Die erste Geschichte unter dem Oberbegriff ‚Krieg und Liebe' hat unfassbar großes und mich glücklich machendes Feedback erfahren. Sie hat innerhalb einer Woche die für Literotica unglaublich hohe Zahl von 48 zustimmenden und ermunternden Kommentaren erhalten, dazu wunderbar hohe Bewertungen. Dies ist für mich sehr motivierend, weitere Geschichten dieser Art zu schreiben. Nachfolgende Geschichte spielt ebenfalls im 2. Weltkrieg, aber an einem vollständig anderen Ort und unter anderen Umständen. Die bereits in Recherche-Vorbereitung befindliche dritte ‚Krieg und Liebe'-Geschichte wird dann die Leser in die jüngere Vergangenheit und um die halbe Erde führen -- auf die Falkland-Inseln. Viel Spaß beim Lesen, Feedback-Kommentare sind erneut sehr willkommen.

Sommer 2019

Robert und ich saßen ein wenig ungeduldig in dem kleinen Café des Flughafens Kemi-Tornio am Nordende des botnischen Meerbusen auf der finnischen Seite der Grenze zu Schweden. Unsere zweimotorige Turboprop-Maschine der Finnair, die die Route von Helsinki nach Kemi-Tornio mit Zwischenlandung in Kokkola täglich flog, hatte leider Verspätung, was es fraglich erscheinen ließ, ob wir noch den Anschlussflug nach Deutschland erreichen würden. Genervt und gelangweilt ließ ich meinen Blick über das leere Rollfeld schweifen, während Robert sich die Abbildungen ansah, die die Rückwand des Cafés zierten und Auskunft über die Geschichte des Flughafens gaben. Zunehmend ungläubig schaute er die großformatigen Fotographien an. Sie zeigten Männer in deutschen Luftwaffenuniformen des zweiten Weltkriegs, die fröhlich lachend in einer schneeweißen Landschaft in die Kamera schauten, dahinter unverkennbar die berühmten Heinkel He111-Bomber mit ihrer gläsernen Frontkuppel. Sogar das Hakenkreuz am Leitwerk der drei Flugzeuge war nicht wegretuschiert.

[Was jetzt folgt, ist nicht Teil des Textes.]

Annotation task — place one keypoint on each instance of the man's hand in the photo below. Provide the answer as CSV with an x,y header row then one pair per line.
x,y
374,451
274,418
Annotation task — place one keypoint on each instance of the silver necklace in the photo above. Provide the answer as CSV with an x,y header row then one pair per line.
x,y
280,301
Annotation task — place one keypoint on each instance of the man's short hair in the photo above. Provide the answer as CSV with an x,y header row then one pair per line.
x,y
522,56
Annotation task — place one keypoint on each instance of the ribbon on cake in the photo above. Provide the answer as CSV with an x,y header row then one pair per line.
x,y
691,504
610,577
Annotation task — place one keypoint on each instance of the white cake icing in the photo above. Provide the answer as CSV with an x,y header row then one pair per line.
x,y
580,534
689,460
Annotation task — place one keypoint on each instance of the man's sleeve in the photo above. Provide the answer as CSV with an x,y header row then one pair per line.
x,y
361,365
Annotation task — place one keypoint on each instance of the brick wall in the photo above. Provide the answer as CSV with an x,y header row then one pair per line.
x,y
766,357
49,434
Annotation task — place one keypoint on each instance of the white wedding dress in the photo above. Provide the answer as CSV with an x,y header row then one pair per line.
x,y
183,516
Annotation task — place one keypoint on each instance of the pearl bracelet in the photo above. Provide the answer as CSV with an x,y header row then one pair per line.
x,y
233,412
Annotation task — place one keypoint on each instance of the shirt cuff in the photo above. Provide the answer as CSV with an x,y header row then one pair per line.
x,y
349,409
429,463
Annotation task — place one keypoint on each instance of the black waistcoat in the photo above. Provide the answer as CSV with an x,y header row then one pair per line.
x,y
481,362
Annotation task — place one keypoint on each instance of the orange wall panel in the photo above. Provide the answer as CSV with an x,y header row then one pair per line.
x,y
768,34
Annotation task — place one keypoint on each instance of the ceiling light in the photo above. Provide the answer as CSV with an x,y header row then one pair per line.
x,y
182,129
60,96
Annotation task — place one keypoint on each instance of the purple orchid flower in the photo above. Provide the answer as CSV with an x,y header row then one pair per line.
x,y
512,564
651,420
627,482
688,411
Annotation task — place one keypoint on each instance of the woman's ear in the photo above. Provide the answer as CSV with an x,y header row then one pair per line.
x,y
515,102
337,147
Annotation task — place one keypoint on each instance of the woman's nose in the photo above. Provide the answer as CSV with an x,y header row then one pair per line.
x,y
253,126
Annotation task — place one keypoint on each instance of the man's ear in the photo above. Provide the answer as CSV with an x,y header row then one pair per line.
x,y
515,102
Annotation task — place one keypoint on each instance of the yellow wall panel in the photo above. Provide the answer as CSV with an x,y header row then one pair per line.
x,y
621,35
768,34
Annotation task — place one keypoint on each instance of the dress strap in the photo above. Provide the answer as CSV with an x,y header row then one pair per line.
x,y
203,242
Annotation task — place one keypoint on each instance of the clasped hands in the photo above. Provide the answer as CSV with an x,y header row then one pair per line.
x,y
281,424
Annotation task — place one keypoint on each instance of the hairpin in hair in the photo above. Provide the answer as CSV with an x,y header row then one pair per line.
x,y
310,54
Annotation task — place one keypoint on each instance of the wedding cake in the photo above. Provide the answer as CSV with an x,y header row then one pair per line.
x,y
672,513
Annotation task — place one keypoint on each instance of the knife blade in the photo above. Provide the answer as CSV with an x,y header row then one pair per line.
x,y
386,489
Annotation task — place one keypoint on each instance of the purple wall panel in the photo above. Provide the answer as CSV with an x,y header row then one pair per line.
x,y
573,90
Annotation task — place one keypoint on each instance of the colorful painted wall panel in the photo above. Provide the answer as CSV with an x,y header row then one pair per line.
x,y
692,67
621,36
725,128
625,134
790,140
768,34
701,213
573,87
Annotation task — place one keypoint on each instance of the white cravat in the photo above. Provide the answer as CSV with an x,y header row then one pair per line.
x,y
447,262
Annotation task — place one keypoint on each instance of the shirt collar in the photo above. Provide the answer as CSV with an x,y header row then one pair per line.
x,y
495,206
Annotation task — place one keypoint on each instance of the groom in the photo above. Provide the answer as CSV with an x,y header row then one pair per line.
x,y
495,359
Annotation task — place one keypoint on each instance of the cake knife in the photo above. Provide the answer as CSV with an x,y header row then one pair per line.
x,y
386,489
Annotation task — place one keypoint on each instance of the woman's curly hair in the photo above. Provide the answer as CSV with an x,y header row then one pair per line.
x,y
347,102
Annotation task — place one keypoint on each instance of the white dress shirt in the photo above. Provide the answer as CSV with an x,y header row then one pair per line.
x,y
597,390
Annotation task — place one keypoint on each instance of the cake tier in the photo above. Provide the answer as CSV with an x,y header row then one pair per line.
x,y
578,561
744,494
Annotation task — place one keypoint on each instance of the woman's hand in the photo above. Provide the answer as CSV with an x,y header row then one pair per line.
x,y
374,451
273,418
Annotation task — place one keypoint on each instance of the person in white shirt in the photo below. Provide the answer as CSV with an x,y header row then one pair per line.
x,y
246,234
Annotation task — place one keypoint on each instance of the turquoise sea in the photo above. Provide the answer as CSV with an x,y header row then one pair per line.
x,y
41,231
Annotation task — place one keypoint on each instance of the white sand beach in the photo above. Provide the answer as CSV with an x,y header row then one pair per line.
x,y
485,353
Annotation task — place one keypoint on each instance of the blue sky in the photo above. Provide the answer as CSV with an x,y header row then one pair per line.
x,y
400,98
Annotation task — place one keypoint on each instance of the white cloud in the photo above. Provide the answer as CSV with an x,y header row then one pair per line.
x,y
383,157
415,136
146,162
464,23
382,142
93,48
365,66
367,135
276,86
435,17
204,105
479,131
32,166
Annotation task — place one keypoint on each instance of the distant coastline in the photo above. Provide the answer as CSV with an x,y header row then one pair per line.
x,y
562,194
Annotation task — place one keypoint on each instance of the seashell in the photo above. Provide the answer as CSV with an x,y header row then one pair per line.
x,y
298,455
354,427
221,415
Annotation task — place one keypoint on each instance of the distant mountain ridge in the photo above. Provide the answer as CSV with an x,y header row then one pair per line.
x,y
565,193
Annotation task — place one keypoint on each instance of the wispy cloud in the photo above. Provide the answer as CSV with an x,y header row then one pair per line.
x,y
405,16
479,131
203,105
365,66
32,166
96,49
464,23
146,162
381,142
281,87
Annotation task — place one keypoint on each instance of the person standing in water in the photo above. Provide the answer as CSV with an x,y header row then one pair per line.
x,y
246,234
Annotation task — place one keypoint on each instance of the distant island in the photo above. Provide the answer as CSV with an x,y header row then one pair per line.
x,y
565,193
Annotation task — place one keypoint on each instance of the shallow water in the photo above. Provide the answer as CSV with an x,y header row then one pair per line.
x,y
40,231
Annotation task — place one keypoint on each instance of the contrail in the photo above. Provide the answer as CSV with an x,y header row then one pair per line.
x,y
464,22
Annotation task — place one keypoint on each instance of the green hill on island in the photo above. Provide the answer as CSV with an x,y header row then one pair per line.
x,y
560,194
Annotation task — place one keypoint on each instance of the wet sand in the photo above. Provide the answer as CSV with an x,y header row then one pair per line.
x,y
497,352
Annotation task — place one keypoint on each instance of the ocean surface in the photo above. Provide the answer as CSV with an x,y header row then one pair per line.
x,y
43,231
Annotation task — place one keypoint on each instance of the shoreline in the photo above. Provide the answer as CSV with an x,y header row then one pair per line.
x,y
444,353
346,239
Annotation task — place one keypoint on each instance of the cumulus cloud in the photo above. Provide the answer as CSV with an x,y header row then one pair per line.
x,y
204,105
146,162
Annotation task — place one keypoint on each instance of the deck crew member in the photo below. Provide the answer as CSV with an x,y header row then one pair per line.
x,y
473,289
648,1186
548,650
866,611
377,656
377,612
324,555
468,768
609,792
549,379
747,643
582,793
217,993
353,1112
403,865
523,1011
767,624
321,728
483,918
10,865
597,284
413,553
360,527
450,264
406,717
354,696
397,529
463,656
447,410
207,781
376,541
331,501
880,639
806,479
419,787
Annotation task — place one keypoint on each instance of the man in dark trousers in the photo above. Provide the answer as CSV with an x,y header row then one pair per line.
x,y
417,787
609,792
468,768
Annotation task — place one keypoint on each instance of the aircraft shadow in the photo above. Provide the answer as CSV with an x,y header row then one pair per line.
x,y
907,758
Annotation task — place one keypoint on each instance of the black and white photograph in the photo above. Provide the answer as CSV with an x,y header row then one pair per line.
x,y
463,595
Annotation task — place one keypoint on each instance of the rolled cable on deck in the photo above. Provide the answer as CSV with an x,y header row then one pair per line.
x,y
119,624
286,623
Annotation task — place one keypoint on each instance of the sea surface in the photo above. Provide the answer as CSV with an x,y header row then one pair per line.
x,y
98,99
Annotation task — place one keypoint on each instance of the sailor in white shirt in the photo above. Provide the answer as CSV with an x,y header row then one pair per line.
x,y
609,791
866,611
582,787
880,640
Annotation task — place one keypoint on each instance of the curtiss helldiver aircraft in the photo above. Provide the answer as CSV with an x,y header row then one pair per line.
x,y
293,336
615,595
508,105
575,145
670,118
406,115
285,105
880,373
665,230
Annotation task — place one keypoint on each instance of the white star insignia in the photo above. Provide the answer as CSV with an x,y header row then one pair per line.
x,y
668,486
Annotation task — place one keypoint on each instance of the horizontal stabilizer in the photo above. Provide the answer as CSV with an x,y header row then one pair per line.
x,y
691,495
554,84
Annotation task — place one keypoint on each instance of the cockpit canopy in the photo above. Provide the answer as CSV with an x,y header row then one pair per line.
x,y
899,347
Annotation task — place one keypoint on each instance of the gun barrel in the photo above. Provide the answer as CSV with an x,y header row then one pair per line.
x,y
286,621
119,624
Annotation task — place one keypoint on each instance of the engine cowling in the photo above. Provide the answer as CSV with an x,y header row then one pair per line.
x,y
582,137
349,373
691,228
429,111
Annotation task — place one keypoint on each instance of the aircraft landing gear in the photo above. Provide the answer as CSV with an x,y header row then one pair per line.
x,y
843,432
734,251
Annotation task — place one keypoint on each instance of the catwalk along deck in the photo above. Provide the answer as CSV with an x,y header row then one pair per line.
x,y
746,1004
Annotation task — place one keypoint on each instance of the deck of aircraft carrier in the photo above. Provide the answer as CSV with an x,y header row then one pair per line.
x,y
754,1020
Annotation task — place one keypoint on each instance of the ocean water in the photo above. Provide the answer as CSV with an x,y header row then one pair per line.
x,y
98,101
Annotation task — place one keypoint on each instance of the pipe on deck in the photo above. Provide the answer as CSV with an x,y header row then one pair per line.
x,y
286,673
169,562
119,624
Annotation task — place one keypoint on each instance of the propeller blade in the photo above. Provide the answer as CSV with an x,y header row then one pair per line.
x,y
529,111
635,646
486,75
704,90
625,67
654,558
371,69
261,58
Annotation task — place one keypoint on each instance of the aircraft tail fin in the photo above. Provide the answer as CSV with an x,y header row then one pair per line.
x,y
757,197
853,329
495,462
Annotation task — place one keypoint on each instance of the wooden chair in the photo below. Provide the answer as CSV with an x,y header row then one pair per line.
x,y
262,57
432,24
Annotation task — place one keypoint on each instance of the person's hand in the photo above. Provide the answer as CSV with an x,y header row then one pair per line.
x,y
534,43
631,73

„Kannst Du Dir vorstellen, dass in einem deutschen Flughafen-Café Fotographien aus der Nazi-Zeit zur Schau gestellt würden?" fragte mich Robert; wir hatten zusammen einen Geschäftstermin in einem großen Ferrochromwerk in der Nähe des Flughafens wahrgenommen.

Ich schaute mir jetzt ebenfalls die Bilder an und schüttelte den Kopf. „Ehrlich gesagt nein. Warum sind hier ganz ungeniert deutsche Soldaten auf den Fotos abgebildet?"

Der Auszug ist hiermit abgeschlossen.